When your editorial staff meets to pick the Sportsman of the Year, may they reflect on the deeds of a young man who is surrounded by legal red tape, racketeers, immature newspapermen and hungry promoters: Floyd Patterson.
Despite these, he did what no other fighter had accomplished before him.
He is the most dedicated athlete competing today, and he exhibits grace and modesty.

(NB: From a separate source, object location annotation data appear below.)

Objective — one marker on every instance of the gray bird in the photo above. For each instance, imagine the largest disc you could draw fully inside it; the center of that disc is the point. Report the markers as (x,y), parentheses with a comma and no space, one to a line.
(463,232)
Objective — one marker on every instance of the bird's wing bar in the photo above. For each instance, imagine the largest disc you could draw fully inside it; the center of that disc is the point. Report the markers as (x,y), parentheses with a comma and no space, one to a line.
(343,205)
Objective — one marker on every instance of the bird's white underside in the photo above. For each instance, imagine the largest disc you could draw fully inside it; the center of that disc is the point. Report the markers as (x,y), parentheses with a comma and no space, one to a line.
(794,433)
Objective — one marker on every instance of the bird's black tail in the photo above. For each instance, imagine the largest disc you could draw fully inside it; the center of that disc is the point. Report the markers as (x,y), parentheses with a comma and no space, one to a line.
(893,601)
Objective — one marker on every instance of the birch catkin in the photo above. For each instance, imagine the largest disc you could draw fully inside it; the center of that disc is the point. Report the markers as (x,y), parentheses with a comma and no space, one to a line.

I nominate Mickey Thompson for showing that being a hot rodder does not mean being a juvenile delinquent.
PUCKS AND PIGEONS
Wonderful hockey shots all right (Clay Pigeons and Cold Sweat, Dec. 19), but if I'm not mistaken the A.P. scooped you a couple of weeks ago with the best goalie picture of all—Gump Worsley getting clonked in Detroit.
New York City
Your picture layout on the life of a goalie in action was one of the most attractive hockey spreads in the history of this colorful game. Incidentally, did you know that George St. Marie's photograph of Jacques Plante in a helpless sprawl, which you used, won first prize in the annual National Hockey League photography contest?
New York City
SUGAR AND SHAME
It is a shame that Sugar Ray Robinson, after once again proving himself a true champion and one of the greatest boxers of all time, should be forced, through an incompetent method of determining a winner, to forfeit his claim to the championship.
FRED SILVERSTEIN JR.
The posting of scoring round by round is one of the finest ideas I've heard ("Who Win It?", SCORECARD, Dec. 12). It would certainly do a lot for boxing.
TRA IN THE SNOW
In your article entitled "The TRA's Troubles" (SCORECARD, Dec. 12), you wrote, "Mrs. Everett departed with a gratuitous mot: 'Drayton couldn't track an elephant in the snow.' "
The last, part of the statement was correct, but Mrs. Everett did not mention Drayton by name. What she said was that the Thoroughbred Racing Protection Bureau, headed by him, "sent us an agent in charge who...couldn't track an elephant in the snow."